In a statement, chairman of the house oversight committee, Elijah Cummings said he was worried that these searches were being done without the authorization of either Congress or state legislatures.

"Law enforcement's access of state databases is often done in the shadows with no consent," he said.

Meanwhile Ohio Representative Jim Jordan, the House Oversight Committee's ranking Republican, said that no citizen getting their driver's license would have known that their personal details could be used for surveillance purposes.

"No individual signed off on that when they renewed their driver's license, got their driver's licenses. They didn't sign any waiver saying, 'Oh, it's okay to turn my information, my photo, over to the FBI.' No elected officials voted for that to happen," he said.

The FBI has good links with the DMV, whose databases it has used to carry out more than 390,000 facial recognition searches since 2011, the Post reported.
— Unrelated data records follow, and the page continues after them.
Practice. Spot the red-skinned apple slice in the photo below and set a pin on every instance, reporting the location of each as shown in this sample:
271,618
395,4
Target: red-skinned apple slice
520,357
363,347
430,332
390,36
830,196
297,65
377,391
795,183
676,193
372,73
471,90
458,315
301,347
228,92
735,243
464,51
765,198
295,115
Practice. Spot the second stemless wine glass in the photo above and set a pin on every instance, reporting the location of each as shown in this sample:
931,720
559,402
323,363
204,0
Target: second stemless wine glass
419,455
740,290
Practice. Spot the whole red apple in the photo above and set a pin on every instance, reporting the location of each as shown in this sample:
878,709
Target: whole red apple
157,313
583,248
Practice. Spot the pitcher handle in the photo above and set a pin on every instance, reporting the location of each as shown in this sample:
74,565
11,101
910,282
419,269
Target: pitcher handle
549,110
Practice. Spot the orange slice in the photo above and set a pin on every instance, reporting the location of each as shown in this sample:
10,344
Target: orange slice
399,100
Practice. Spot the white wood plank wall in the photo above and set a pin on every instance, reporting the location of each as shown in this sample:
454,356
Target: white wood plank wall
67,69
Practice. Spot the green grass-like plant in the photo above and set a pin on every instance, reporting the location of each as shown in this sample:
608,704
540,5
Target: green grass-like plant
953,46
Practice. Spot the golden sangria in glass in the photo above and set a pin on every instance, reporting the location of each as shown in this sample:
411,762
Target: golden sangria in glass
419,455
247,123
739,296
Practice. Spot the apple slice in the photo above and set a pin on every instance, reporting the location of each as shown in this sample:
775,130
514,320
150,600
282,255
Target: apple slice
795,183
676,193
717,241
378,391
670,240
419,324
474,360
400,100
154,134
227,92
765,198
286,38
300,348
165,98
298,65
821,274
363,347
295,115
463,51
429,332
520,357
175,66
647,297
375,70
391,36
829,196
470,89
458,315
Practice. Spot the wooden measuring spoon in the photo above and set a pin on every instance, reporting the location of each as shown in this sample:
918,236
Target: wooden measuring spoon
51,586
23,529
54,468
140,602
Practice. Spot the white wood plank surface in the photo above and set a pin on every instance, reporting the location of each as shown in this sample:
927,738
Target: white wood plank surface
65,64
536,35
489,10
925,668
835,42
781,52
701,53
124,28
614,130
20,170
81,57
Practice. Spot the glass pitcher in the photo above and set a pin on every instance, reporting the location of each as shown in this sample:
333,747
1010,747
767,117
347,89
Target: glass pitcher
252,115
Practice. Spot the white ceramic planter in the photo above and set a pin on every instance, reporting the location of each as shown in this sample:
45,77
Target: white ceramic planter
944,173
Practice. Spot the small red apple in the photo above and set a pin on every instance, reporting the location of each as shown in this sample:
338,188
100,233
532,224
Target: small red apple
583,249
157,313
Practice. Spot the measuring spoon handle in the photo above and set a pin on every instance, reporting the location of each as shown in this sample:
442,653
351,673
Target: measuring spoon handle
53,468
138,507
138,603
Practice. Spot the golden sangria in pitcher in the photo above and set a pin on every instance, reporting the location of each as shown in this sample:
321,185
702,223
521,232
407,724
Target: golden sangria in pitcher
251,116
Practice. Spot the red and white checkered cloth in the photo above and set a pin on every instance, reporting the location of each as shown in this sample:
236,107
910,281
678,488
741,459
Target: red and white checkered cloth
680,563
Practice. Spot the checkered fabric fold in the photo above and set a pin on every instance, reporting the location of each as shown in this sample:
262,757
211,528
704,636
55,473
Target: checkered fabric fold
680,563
The paper said that public records requests of internal documents and emails over the past five years also highlight the discrepancy between state and federal laws over the push to find and deport undocumented migrants.

In several states, undocumented immigrants can still get drivers' licenses. However they would not realize that the data they provided to get the permits were also being accessed by ICE agents.

Clare Garvie, a senior associate with Georgetown Law's Center on Privacy and Technology, described it as an "insane breach of trust" for the state to encourage undocumented migrants to provide their details "then turn around and allow ICE access to that."

However an ICE spokesman has said its "investigative techniques are generally considered law-enforcement sensitive."

Asked to comment, the FBI referred to congressional testimony by deputy assistant director, Kimberly J. Del Greco, who said last month that facial recognition technology was critical "to preserve our nation's freedoms, ensure our liberties are protected, and preserve our security."

"Further, there is value in searching all available external databases, which have enabled the FBI to develop investigative leads, further investigations, and help solve crimes, she added.

In a statement to The Hill, an ICE spokesperson said: "Due to law-enforcement sensitivities, ICE will not comment on investigative techniques, tactics or tools.

"During the course of an investigation, ICE has the ability to collaborate with external local, federal and international agencies to obtain information that may assist in case completion and subsequent prosecution. This is an established procedure that is consistent with other law enforcement agencies."